Il ouvrit la première avec férocité, il dégagea toute sa peur et son stress dans ce simple geste. Il lit à haute voix :
« Ma très chère Dagmar,
Cela fait trois jours que je t’ai quittée avec notre enfant. Même de loin, je ressens tes ondes rancunières qui me font culpabiliser, seul, dans cette vaste mer. Je t’avoue que j’ai regretté, un moment, de t’avoir délaissée si lâchement. Quel acte stupide ! Toutefois, j’aimerai qu’un jour tu puisses comprendre mon choix. J’en ai rêvé, Dagmar, de voguer sur les flots, de naviguer sur la mer déchaînée, de découvrir une île déserte avec un trésor caché, qui sait ?
Tu étais au courant que je n’étais pas l’homme qu’il te fallait, je ne pouvais garder mon silence et vivre dans une île isolée du monde, mon esprit m’en empêchait. Mon cœur me guidait toujours vers ce bleu que j’aime tant ! Il m’hypnotisait et m’hypnotise toujours. Mais là n’est pas la question…
Comment va-t-il ?
Se porte-t-il bien ? Mange-t-il beaucoup ? Pas assez ? A-t-il grossi ? Maigri ? Je sais que ça fait à peine une semaine depuis sa naissance, mais les bébés ne grandissent-ils pas assez vite ? Et…Ce serait stupide de demander à qui ressemble-t-il le plus, il est encore trop jeune…

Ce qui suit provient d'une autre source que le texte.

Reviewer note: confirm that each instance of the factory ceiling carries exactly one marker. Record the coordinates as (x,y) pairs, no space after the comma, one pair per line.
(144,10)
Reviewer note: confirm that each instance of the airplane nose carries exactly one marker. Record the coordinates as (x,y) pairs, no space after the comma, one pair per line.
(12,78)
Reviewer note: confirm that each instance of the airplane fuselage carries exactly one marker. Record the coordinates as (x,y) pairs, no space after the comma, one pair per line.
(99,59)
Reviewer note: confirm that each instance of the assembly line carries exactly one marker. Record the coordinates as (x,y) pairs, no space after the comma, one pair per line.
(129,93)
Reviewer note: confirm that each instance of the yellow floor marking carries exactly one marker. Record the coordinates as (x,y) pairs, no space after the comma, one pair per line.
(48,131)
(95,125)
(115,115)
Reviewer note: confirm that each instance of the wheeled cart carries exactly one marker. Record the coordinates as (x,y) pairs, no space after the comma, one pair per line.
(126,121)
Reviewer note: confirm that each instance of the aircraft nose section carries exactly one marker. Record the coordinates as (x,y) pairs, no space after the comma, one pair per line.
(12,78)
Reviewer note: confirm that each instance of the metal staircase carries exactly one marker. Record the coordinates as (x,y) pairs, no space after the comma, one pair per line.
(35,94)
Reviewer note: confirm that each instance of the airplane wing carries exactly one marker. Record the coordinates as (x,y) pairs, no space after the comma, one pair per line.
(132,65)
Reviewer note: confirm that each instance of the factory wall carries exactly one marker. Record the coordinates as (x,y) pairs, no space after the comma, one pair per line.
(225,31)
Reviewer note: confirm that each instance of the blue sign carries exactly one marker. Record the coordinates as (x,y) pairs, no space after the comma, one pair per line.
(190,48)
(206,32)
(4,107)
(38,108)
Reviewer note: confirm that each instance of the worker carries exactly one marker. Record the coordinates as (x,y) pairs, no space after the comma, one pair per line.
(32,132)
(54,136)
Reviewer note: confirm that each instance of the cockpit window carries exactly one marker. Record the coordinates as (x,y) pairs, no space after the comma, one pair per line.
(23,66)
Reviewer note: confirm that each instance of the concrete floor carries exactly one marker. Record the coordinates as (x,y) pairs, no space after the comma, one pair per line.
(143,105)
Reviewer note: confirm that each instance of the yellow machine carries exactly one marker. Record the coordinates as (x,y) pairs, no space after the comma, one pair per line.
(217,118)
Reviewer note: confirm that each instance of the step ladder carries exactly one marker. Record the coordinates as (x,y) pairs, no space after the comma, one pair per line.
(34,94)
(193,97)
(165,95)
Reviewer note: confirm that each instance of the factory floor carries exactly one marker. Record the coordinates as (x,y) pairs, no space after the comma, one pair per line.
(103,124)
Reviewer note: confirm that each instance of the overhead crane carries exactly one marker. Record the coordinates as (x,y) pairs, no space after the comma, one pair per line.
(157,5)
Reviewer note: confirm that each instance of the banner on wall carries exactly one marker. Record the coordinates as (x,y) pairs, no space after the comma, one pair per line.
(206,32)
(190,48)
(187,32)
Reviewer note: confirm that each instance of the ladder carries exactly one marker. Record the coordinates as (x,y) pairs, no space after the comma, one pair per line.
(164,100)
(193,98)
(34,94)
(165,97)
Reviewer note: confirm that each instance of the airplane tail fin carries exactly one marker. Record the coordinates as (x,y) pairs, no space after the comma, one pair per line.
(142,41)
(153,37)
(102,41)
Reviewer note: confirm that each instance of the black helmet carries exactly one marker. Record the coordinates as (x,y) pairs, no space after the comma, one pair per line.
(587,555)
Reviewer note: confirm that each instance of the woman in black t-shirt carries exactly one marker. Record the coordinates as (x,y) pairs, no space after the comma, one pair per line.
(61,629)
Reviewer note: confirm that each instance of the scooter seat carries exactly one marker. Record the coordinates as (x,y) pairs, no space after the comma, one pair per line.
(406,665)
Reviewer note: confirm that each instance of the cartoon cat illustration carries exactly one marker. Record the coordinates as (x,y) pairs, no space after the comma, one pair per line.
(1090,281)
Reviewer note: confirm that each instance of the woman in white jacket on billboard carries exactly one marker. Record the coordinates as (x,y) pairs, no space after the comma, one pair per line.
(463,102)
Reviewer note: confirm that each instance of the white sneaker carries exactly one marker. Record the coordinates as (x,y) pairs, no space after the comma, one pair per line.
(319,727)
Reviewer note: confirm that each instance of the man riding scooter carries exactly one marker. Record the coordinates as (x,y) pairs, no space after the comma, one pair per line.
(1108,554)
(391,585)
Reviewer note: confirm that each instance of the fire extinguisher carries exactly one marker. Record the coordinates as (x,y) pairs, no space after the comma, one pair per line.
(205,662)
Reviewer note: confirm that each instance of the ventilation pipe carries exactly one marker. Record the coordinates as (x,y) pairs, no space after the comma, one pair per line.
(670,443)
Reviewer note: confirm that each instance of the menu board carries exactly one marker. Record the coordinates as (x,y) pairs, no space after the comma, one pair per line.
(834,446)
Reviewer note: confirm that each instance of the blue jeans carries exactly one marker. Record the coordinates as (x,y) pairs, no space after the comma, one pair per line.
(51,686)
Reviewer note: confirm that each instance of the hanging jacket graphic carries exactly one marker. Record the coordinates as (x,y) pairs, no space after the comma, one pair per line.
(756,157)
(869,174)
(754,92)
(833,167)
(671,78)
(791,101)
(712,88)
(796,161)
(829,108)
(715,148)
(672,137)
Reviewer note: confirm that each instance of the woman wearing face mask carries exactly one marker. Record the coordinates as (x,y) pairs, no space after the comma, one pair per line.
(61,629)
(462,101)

Je dois te laisser, le capitaine m’appelle. Mais sache que c’est avec regret et désolation que je termine cette lettre. Ta voix me manque, tes touchés, ton sourire, tout me manque ! Je me languis déjà de toi.
Avec tout mon amour,
Albert. »
Il eut un silence religieux autour du Trio ; les deux frères furent ahuris par le contenu de la lettre, ils ne surent quoi dire, quoi faire devant l’expression de leur aîné. C’était un mélange de tristesse, de surprise et de joie. Depuis son plus jeune âge, sa mère ne lui avait jamais parlé de son père, seulement qu’il était parti en mer et n’était plus jamais revenu, qu’il les avait abandonnés tous les deux pour réaliser un rêve éphémère. Il n’avait jamais compris le comportement de sa mère malgré ses faibles explications, il avait toujours pensé que ce n’était pas une raison de le haïr. Néanmoins, il n’avait pas voulu en savoir plus.
Mais la réponse était là, sous ses yeux !
« -J’aimerais être seul. Avait-il annoncé d’une voix trop calme au goût des jumeaux. »
Walfrid allait répliquer, mais fut retenu par son frère qui lui fit comprendre d’un simple regard de le laisser à sa guise. Ils se levèrent et quittèrent Ansfrid, resté dans la pénombre de la nuit. Il soupira doucement et contempla la première lettre, elle était simple et blanche, salie et vieillie par les années.
Etait-ce ce qu’il voulait ? Devait-il les lire et connaître enfin la vérité cachée ? Ou était-ce plus sage de brûler ces lettres et faire comme si elles n’avaient jamais existé ? La deuxième option lui semblait meilleure ; ignorer, oublier et vivre, voilà ce qu’il voulait. Pourtant, son cœur lui criait de les lires. Comment pourrait-il comprendre sa mère sinon ? Justement…Il avait peur de la comprendre, peur de juger son père, peur de le haïr par ses actions et gestes indésirables…Ou pire ! Comprendre son père et se révolter contre sa mère. Le brun avait toujours eu un penchant pour la mer, pour les navires et l’aventure -comme son père d’après Odal, il était effrayé que l’envie de la quitter et de voyager le submerge et le possède pour de bon.
Ansfrid était déchiré entre sa mère qu’il chérissait et son père qu’il n’avait jamais connu.